The main goal of a long-term plan is “to provide secure winter habitat for bighorn sheep so they can spend the winter in disturbance free zones, while also providing backcountry winter recreation opportunities,” according to a recent park press release. This is because the coldest months can often be the deadliest when it comes to bighorn sheep.

“They really are in energy conservation mode, all winter long,” said Sarah Dewey, park wildlife biologist. “And any sort of disturbance, even unintentional, might cause them to run, or move out of the best quality habitat.”

While the park has previously used temporary voluntary closures during these key months to protect bighorn sheep, they are working towards a long-term winter use strategy.

“Most people said they were willing to comply with closures be they hard closures or voluntary closures,” said Gary Kofinas, chair of the steering committee for the Teton Backcountry Alliance. “But a lot of people also said, I'm not sure closures are necessary, and a lot of people question the basis on which closures are made.”

Those who participated in the survey would also like more research and education outreach along with better communication to backcountry users and the ability to revisit and revise the long-term plan if necessary.

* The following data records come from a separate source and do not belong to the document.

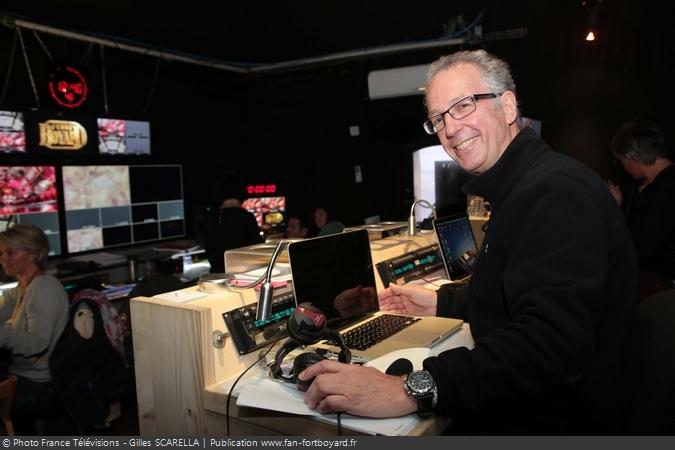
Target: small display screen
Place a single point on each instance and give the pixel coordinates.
(119, 205)
(123, 137)
(12, 133)
(28, 194)
(274, 318)
(263, 208)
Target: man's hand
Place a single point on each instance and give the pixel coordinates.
(408, 299)
(357, 390)
(615, 191)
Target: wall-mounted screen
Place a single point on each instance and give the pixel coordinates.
(123, 137)
(28, 194)
(12, 132)
(268, 211)
(108, 206)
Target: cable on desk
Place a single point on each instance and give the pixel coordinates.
(229, 394)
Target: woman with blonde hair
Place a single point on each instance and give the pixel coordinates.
(32, 316)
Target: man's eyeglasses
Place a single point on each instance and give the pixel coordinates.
(457, 111)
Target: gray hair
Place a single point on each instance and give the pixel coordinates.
(640, 140)
(27, 237)
(495, 72)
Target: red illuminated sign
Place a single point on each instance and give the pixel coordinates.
(261, 188)
(67, 86)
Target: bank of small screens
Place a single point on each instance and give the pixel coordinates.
(107, 206)
(12, 132)
(29, 194)
(123, 137)
(270, 212)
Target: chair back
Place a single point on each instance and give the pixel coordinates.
(7, 390)
(650, 367)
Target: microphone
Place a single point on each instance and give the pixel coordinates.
(401, 366)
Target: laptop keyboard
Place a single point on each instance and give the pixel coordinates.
(375, 331)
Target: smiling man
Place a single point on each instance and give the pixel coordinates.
(553, 289)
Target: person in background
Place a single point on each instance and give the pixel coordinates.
(296, 228)
(552, 295)
(33, 316)
(228, 225)
(640, 146)
(324, 223)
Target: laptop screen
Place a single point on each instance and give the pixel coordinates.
(458, 246)
(335, 273)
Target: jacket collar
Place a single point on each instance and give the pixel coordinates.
(496, 183)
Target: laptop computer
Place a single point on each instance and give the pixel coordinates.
(458, 245)
(335, 273)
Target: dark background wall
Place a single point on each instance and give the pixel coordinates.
(292, 127)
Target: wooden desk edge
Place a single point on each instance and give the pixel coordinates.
(293, 424)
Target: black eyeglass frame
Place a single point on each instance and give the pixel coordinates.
(428, 124)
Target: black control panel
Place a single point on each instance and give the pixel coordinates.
(250, 334)
(410, 266)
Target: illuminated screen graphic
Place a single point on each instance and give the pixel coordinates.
(123, 137)
(28, 194)
(12, 133)
(108, 206)
(268, 211)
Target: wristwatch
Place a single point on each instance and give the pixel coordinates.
(421, 386)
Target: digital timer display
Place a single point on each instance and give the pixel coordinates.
(410, 266)
(261, 188)
(274, 318)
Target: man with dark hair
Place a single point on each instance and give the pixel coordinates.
(640, 146)
(228, 225)
(552, 295)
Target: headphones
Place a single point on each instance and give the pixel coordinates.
(306, 326)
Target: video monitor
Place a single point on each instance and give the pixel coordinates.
(123, 137)
(29, 195)
(269, 212)
(108, 206)
(12, 132)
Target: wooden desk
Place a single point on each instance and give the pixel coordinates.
(176, 361)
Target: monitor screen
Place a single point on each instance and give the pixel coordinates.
(123, 137)
(270, 212)
(12, 133)
(109, 206)
(29, 195)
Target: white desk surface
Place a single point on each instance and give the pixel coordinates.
(257, 389)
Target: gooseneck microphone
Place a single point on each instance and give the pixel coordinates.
(264, 310)
(306, 326)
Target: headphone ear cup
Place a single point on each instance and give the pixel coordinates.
(300, 363)
(300, 335)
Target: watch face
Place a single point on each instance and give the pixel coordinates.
(420, 381)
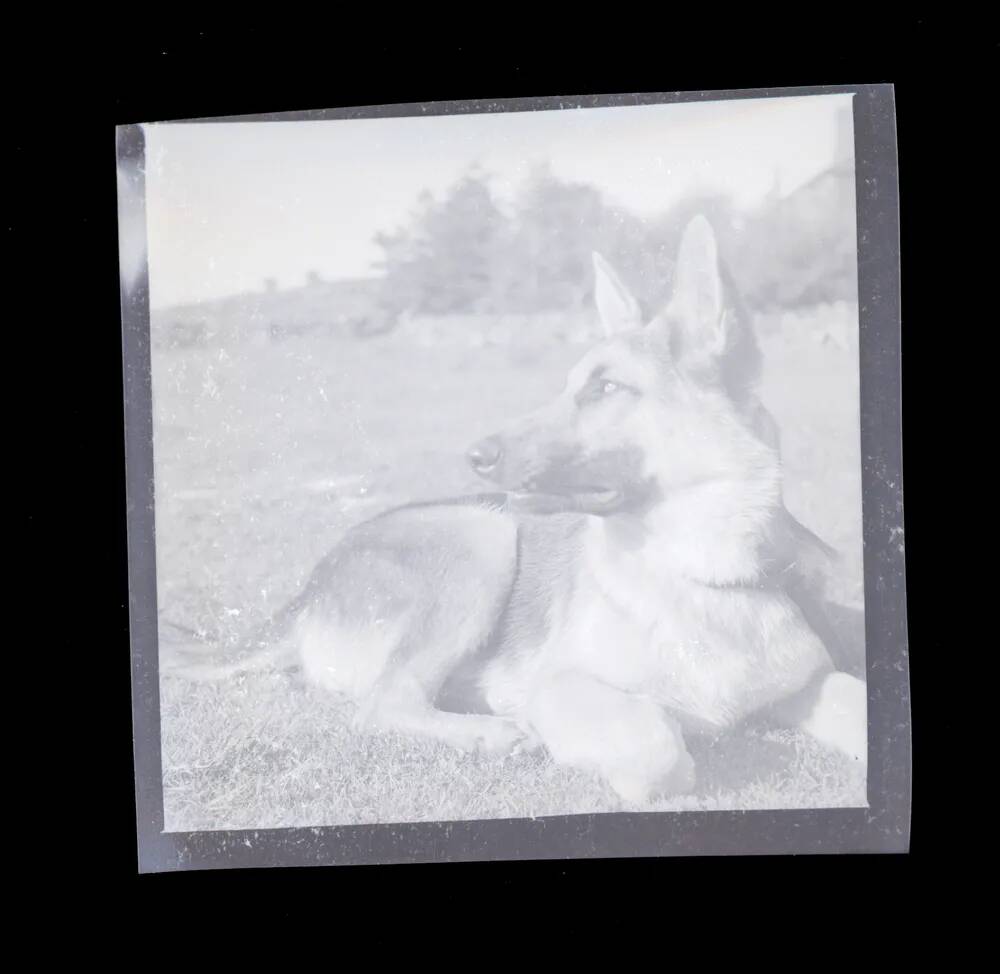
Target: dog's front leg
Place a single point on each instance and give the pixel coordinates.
(834, 710)
(628, 740)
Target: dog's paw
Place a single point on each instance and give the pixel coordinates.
(497, 736)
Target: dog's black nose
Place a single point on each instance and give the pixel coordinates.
(485, 455)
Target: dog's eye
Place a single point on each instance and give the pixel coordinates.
(598, 389)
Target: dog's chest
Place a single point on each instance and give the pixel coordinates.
(712, 655)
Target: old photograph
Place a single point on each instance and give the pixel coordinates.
(506, 464)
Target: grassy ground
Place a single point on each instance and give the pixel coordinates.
(266, 453)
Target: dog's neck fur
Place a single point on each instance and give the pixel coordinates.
(709, 533)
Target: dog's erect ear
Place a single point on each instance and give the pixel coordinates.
(698, 322)
(618, 310)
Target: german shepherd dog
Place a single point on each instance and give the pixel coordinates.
(633, 578)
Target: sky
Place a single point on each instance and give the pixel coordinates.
(230, 204)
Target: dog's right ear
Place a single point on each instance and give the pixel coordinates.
(616, 307)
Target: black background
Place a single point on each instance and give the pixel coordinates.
(62, 224)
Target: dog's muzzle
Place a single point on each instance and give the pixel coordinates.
(485, 456)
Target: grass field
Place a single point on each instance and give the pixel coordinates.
(265, 454)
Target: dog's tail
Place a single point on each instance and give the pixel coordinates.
(195, 658)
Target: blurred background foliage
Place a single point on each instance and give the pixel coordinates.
(467, 253)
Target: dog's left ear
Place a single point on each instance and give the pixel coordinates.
(697, 320)
(616, 307)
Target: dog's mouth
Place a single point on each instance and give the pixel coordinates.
(534, 498)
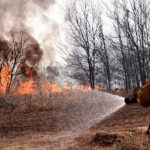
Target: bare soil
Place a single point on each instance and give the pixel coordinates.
(123, 130)
(50, 125)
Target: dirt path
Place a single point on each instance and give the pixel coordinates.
(128, 124)
(52, 129)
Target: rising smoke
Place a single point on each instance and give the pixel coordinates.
(34, 18)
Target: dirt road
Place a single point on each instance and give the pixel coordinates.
(52, 129)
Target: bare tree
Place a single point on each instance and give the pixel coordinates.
(88, 46)
(18, 52)
(131, 24)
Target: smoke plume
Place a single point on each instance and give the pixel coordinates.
(33, 17)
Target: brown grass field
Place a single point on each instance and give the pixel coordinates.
(67, 121)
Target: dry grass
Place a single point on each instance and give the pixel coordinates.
(128, 125)
(36, 122)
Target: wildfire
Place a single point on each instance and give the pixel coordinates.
(5, 79)
(47, 87)
(27, 87)
(30, 87)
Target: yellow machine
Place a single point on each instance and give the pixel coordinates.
(144, 94)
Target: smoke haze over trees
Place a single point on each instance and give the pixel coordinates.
(120, 58)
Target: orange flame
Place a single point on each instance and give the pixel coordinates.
(5, 79)
(51, 87)
(27, 87)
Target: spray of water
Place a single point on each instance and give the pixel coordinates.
(91, 108)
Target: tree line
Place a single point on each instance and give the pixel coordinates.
(120, 58)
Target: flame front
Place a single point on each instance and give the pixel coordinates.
(27, 87)
(30, 87)
(5, 79)
(47, 87)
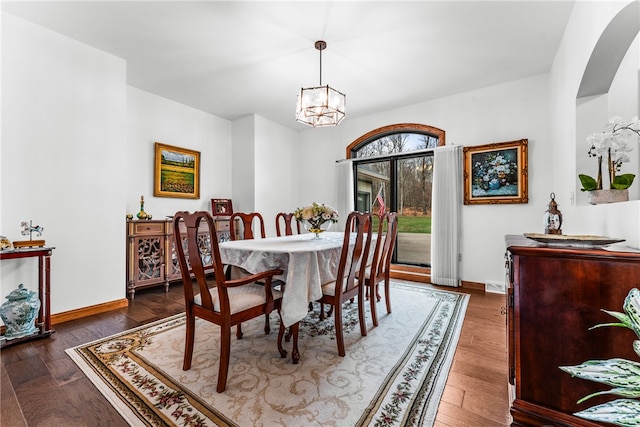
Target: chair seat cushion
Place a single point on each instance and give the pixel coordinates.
(240, 297)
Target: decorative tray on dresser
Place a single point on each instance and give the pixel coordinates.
(556, 294)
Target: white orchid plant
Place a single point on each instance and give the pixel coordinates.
(316, 214)
(613, 144)
(623, 375)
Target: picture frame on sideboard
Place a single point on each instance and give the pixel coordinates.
(221, 207)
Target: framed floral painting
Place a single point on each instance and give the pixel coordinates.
(177, 172)
(496, 173)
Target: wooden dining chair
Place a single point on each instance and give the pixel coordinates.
(225, 302)
(284, 224)
(378, 270)
(350, 275)
(248, 220)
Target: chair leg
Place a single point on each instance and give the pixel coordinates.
(225, 350)
(281, 350)
(267, 326)
(374, 311)
(386, 295)
(188, 343)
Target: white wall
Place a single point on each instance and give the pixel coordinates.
(77, 153)
(265, 168)
(587, 22)
(276, 176)
(506, 112)
(63, 161)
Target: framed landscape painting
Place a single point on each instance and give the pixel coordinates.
(177, 172)
(496, 173)
(221, 207)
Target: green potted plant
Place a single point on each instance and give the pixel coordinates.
(612, 144)
(623, 375)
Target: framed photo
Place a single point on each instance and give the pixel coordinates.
(221, 207)
(496, 173)
(177, 172)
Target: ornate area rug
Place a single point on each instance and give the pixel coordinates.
(392, 377)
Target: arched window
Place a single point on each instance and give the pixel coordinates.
(393, 167)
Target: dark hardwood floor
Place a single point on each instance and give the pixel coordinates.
(41, 386)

“Most people wanted to see an adaptive management plan, whereby the closures were not just set in stone, but were going to be revisited as more information was gathered about the impact of skiers on the bighorn sheep,” said Charlie Thomas, a board member with the Teton Climbers Coalition.

Some felt the closures weren’t necessary in certain parts of the park, particularly the northern end because of winter access issues; therefore, survey respondents thought it better to have mandatory closures in the southern half and voluntary closures in the northern. 

“It just seemed like most people felt like areas that were rarely visited that had a lot more terrain for the sheep, that skiers could use a little bit more of their own judgment on where to go,” said Thomas.